Proving that there’s room in the robotic process automation (RPA) market for another vendor, RPA Supervisor today announced that it raised $20 million in a Series A round led by Dawn Capital with participation from S16vc and existing investor MMC Ventures. The infusion, which brings the startup’s total raised to $25 million, will be put toward product development and growing RPA Supervisor’s overall headcount, CEO Tobias Gundhus told TechCrunch via email.

RPA refers to tools that partially or fully automate manual, rules-based and repetitive software tasks. Led by behemoths like Automation Anywhere and UiPath, the RPA industry has been on an impressive upward trajectory as of late, with Forrester predicting that RPA-related services could bring in $16 billion by 2025.

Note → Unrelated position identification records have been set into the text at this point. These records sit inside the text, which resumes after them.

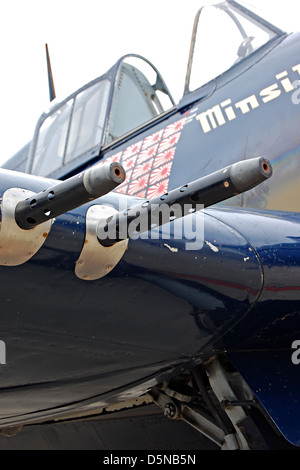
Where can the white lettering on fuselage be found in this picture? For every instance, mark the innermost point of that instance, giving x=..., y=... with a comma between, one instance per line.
x=224, y=112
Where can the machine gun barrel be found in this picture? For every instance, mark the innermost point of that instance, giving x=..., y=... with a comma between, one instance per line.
x=203, y=192
x=94, y=182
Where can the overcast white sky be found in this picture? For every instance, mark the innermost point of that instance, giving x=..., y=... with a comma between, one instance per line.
x=85, y=38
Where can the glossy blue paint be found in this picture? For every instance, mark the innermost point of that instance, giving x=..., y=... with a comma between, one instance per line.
x=43, y=323
x=164, y=308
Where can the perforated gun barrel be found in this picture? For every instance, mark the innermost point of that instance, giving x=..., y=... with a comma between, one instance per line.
x=94, y=182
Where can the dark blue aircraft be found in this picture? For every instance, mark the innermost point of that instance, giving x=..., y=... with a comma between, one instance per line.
x=150, y=251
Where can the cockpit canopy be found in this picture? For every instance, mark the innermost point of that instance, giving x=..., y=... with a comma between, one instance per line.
x=132, y=92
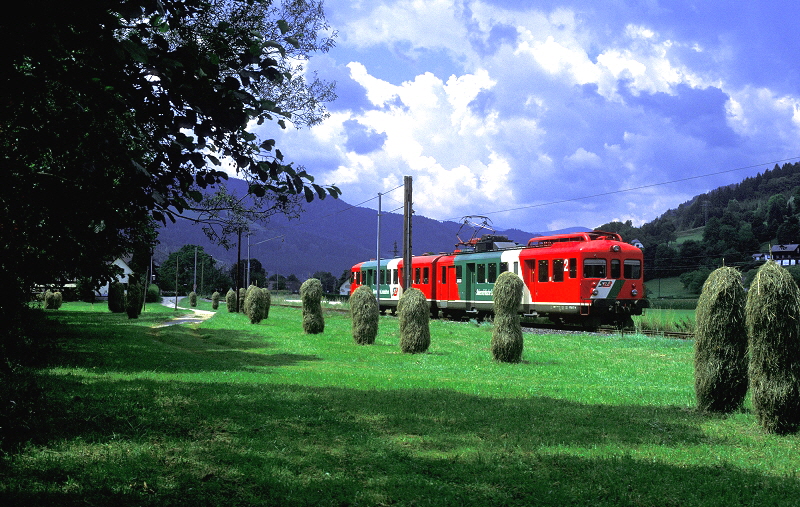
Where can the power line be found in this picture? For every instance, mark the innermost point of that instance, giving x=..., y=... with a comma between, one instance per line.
x=603, y=194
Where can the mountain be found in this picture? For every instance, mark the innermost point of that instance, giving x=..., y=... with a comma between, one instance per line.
x=330, y=236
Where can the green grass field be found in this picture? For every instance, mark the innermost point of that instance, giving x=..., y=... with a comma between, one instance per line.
x=229, y=413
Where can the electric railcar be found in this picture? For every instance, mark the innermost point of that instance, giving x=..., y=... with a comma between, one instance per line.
x=590, y=278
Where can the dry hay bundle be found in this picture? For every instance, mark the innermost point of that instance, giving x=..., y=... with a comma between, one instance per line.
x=720, y=348
x=311, y=296
x=773, y=322
x=365, y=314
x=414, y=314
x=230, y=300
x=507, y=341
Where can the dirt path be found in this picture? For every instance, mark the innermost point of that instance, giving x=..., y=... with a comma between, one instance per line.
x=197, y=317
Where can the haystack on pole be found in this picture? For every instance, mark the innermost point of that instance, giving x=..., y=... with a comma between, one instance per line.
x=720, y=347
x=230, y=300
x=414, y=314
x=311, y=296
x=772, y=314
x=507, y=341
x=365, y=315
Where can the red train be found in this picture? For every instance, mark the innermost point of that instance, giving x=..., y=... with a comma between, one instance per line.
x=588, y=278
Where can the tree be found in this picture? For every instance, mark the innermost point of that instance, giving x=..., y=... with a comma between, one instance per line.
x=125, y=110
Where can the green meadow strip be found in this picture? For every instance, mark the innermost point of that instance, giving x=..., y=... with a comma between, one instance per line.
x=229, y=413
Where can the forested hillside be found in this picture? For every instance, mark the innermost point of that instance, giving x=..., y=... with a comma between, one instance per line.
x=726, y=225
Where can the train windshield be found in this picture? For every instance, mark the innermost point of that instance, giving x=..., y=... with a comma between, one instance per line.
x=633, y=269
x=594, y=268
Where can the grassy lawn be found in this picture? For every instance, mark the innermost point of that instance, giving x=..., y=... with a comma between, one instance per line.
x=229, y=413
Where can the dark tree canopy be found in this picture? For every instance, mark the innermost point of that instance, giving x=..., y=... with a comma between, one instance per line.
x=117, y=113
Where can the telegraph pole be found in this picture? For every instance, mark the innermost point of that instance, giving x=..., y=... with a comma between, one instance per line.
x=407, y=211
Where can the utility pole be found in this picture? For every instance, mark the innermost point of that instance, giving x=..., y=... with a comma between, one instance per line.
x=378, y=254
x=407, y=212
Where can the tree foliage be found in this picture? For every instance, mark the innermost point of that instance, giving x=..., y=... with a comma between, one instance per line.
x=123, y=111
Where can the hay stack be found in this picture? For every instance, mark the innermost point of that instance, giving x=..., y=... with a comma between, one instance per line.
x=311, y=295
x=365, y=315
x=720, y=347
x=507, y=342
x=230, y=300
x=773, y=322
x=414, y=314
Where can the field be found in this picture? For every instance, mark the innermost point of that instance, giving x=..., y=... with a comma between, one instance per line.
x=229, y=413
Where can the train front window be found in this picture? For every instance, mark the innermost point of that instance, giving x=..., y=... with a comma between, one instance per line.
x=594, y=268
x=615, y=268
x=633, y=269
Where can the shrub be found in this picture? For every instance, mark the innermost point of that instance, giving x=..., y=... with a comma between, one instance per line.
x=507, y=341
x=116, y=297
x=311, y=296
x=414, y=315
x=772, y=312
x=49, y=299
x=255, y=304
x=133, y=299
x=365, y=315
x=58, y=299
x=230, y=300
x=720, y=347
x=153, y=294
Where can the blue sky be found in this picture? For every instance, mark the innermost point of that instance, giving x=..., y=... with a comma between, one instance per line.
x=552, y=109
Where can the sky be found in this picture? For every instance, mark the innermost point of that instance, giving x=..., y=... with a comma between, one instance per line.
x=549, y=114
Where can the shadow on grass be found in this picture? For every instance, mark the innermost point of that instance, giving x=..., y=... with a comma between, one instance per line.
x=145, y=442
x=99, y=343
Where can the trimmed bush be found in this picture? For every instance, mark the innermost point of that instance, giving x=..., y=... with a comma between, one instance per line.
x=772, y=314
x=365, y=315
x=49, y=299
x=311, y=295
x=230, y=300
x=153, y=294
x=255, y=304
x=507, y=341
x=720, y=347
x=414, y=314
x=133, y=299
x=116, y=297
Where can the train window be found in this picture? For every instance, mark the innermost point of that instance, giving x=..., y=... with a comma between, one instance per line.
x=633, y=269
x=594, y=268
x=558, y=270
x=615, y=268
x=544, y=270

But according to Gundhus, RPA vendors’ success masks the challenges that many organizations implementing RPA technologies are experiencing. One recent survey found that 69% of organizations that have adopted RPA experience broken automation pipelines at least once a week, with almost half (41%) saying that it takes five hours on average to fix them. A separate poll from Pega suggests that as many as 45% of RPA deployments take between one and two years to deploy — significantly longer than anticipated.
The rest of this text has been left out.